It has been a long time since we were taught to build flashlights and buzzers in grade school and I learned about Ohm's Law and Magic Smoke shortly after that. As others have suggested, a vehicle with a CANBUS system uses multiple computers to monitor multiple systems. The Germans especially seem to take joy in monitoring the exterior lights on a car. (Cadillac used fiber optics back in the 70's so the driver could actually SEE if the bulbs were on!)
The way these systems work is by sensing the amount of power that the bulb socket is drawing, and that in turn depends on the resistance of the bulb assembly. Whether it is tungsten or halogen or LED, it has a specific resistance range. When a tungsten bulb burns out, the resistance is infinite and the current (power) consumption is zero. When the bulb is "cold", but good, it will have a very low but real resistance, which changes as the bulb turns on and the filament starts to glow. For a "20 watt, 12 volt" bulb, Ohm's Law tells us that power equals voltage times current, so 20 watts of power at twelve volts will mean the bulb is drawing about 1.6 amps and has a resistance of 7.2 ohms. (Google Ohm's Law, it calculates a lot of these relationships.) Actually, the bulb will draw different amounts of power at 14.4 volts, running the engine, than it does at 12 volts, engine off, as well.
But an LED? The resistance changes radically depending on the direction (polarity) of the voltage. And the LED works differently, it only wants to see a specific voltage, like three volts, and anything more blows it out. So either you gang several up (3 x 4 = 12 volts) to share the voltage, or you add load resistors (cheap) or power controllers to restrict the power to the LED (expensive) in other ways. They can get complicated if you're trying to get the real details right. Yeah, any idiot can cook a hamburger, but do you know how to make a really good one? Starting with a real live cow? Right, a little more complicated.
Anyway, some light control computer is looking at that power draw and saying "Gee, this bulb is only drawing 0.2 amps, it should be drwing a full two amps...there must be something wrong here!" and turning on the idiot light. A literal IDIOT LIGHT because it isn't smart enough to understand the change in bulbs.
The entire mystery is because some automakers--mainly the Germans--want to bury you in FUD and convince you there is magic and high technology in their cars (sometimes there is some) instead of just telling you "Yes, our system needs to see a value of five to ten ohms on the bulb socket, or it will throw an error code." Exact numbers vary with each system, many time a 10 ohm load resistor works, sometimes it get more complicated than that.

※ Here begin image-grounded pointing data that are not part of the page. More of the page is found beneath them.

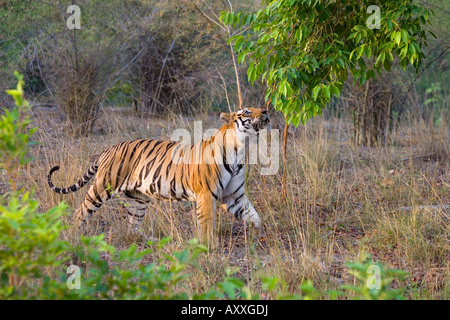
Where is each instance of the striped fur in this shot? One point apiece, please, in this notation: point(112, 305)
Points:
point(145, 169)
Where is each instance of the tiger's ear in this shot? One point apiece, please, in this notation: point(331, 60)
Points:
point(226, 117)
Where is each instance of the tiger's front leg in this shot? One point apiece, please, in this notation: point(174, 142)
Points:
point(239, 206)
point(205, 216)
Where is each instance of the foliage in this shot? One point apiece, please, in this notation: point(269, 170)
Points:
point(15, 134)
point(303, 50)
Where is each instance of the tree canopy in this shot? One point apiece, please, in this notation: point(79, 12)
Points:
point(303, 50)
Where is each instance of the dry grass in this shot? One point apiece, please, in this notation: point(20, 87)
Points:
point(343, 201)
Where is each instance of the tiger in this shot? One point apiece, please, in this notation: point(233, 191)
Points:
point(145, 169)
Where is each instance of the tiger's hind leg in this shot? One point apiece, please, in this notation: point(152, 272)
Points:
point(136, 210)
point(93, 200)
point(205, 216)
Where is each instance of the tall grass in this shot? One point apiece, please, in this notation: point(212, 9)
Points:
point(342, 202)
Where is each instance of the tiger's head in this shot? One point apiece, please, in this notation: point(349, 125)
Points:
point(248, 121)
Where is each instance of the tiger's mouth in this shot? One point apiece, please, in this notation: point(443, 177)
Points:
point(262, 123)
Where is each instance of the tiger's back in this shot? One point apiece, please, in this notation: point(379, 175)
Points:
point(145, 169)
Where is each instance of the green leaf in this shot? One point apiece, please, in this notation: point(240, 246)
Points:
point(316, 92)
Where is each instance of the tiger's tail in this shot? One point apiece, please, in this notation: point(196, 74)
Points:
point(87, 176)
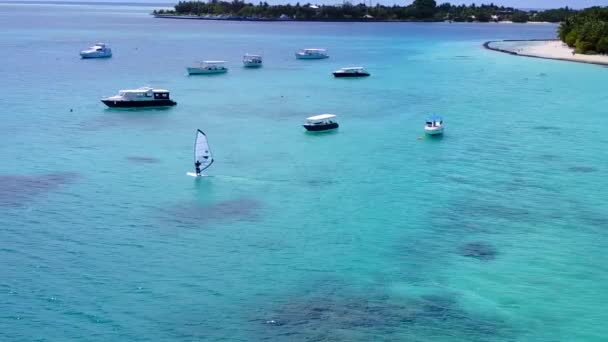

And plenty of LED vendors are glad to charge you $50 a bulb because they can also pretend there's magic. And they want some profit, for having done the homework. Sometimes.
So, no reason, no advantage, to buy "CANBUS" compatible bulbs, unless you need them. Will they work? Probably. But they won't be any better than any other bulb, and they can fail in more creative ways. Must be dinner time again...don't buy the live cow if you only want a hamburger!